• In the United States, the recent shooting that killed 21 people, including 19 children, in a school in Uvalde, Texas, has revived the debate on carrying weapons.

  • In France, if the possession of a weapon is authorized – under conditions, the carrying of a weapon is totally prohibited.

    According to the Ministry of the Interior, more than five million French people own a weapon legally.

  • In recent years, the number of members of shooting clubs has exploded.

    While some are passionate about sports, others train – and buy weapons – for a more discreet purpose, that of self-defense.

  • A 22 Long Rifle semi-automatic pistol, a 9 millimeter semi-automatic pistol and an R223 rifle, this is the impressive arsenal that Mitch has acquired in recent years to defend himself against a feeling of insecurity that he judge growing up.

    In France, 5.5 million people legally own a firearm, according to figures communicated by the Ministry of the Interior to

    20 Minutes.

    Among them


    four million hunters form a large part of the arms owners.

    The rest, 1.5 million, is made up of firearms professionals – manufacturers, importers, gunsmiths, brokers –, collectors and licensees of sports shooting clubs.

    Over the past ten years, these clubs have seen their membership explode, rising from 145,000 in 2011 to over 242,000 in 2022, an increase of 70%.

    If some are passionate about this sport, others train and buy weapons for a less avowed purpose, and still very taboo, that of self-defense.

    Authorized detention, but the total carrying of weapons

    This is the case of Mitch, therefore, a member of ARPAC, an association which campaigns for the restoration of the carrying of weapons by citizens in the public space.

    In other words, the right to carry a weapon in the street “just in case”.

    For this 40-year-old salesperson, “having a weapon on you means having the possibility of defending yourself.

    My spouse is 50 kg all wet, she is not physically able to resist, anyone can hurt her.
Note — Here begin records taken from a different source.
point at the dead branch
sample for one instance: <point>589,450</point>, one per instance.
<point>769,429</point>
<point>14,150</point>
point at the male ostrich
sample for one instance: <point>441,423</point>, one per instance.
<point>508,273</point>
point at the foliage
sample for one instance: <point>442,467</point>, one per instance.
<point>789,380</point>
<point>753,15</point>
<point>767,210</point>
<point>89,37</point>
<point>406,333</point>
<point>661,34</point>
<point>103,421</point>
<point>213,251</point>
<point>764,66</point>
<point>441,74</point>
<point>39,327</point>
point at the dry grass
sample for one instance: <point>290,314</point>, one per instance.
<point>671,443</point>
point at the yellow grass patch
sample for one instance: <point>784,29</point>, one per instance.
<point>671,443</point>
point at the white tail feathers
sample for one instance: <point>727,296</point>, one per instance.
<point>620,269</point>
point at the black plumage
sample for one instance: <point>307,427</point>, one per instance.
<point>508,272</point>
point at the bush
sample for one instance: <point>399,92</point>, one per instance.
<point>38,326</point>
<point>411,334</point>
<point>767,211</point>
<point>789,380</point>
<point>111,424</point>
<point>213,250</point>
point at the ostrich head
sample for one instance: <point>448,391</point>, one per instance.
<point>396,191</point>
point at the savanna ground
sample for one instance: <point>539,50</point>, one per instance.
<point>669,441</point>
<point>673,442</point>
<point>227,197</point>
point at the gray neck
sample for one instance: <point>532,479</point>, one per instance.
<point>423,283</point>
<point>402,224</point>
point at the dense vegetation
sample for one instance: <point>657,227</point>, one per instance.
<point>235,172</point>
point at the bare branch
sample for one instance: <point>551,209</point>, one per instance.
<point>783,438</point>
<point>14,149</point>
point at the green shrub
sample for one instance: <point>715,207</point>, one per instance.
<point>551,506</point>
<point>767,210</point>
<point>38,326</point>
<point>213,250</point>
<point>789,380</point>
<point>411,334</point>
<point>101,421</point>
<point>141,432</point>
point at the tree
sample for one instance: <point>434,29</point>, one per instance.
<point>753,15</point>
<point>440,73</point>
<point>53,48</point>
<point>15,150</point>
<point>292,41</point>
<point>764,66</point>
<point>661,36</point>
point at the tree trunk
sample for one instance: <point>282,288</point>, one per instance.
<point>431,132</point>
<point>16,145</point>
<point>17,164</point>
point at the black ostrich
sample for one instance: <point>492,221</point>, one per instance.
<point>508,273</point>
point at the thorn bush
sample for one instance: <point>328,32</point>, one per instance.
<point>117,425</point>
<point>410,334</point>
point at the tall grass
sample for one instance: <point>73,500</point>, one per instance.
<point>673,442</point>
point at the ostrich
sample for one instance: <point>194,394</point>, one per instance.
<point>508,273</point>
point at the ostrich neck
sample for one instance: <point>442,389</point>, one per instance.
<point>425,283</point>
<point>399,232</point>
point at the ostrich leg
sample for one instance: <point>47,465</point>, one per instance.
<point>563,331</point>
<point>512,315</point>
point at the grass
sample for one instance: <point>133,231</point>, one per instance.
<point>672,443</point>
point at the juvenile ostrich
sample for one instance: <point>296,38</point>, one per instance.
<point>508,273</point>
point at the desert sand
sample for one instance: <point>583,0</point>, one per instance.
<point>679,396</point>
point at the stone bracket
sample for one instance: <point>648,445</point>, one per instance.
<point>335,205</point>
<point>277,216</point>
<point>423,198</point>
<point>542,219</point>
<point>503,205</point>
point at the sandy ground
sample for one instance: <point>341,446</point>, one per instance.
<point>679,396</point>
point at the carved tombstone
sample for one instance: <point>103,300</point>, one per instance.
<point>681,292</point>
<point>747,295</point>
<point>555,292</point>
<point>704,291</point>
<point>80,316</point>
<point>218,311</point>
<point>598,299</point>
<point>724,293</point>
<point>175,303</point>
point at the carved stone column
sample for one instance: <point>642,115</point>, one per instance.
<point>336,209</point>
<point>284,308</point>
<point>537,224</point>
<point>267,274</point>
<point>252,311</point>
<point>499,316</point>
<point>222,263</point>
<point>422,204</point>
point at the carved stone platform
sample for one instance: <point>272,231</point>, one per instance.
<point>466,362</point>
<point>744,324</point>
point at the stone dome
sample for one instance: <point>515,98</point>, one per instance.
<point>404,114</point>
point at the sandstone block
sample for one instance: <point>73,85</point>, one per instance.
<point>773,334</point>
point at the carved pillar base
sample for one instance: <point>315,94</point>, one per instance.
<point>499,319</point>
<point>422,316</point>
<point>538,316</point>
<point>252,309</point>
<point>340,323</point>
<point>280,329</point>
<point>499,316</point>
    A weapon, at least, puts everyone on an equal footing,” he explains, stating that the association, which brings together several thousand people, receives new membership requests every week.

    However, in France, with very few exceptions, carrying a weapon is totally prohibited.

    "Apart from the police, the carrying of weapons may be authorized in certain cases, for bodyguards, certain politicians, journalists, lawyers or magistrates concerned by the risks linked to terrorism", explains Yves Gollety, the president the Chambre Syndicale Nationale des Armuriers Français (CSNA), recalling that the permit is issued by the Ministry of the Interior and renewed every year.

    Our weapons file

    If Mitch was able to acquire this arsenal, it is because he is licensed from a shooting club, one of the mandatory conditions for buying and owning a weapon.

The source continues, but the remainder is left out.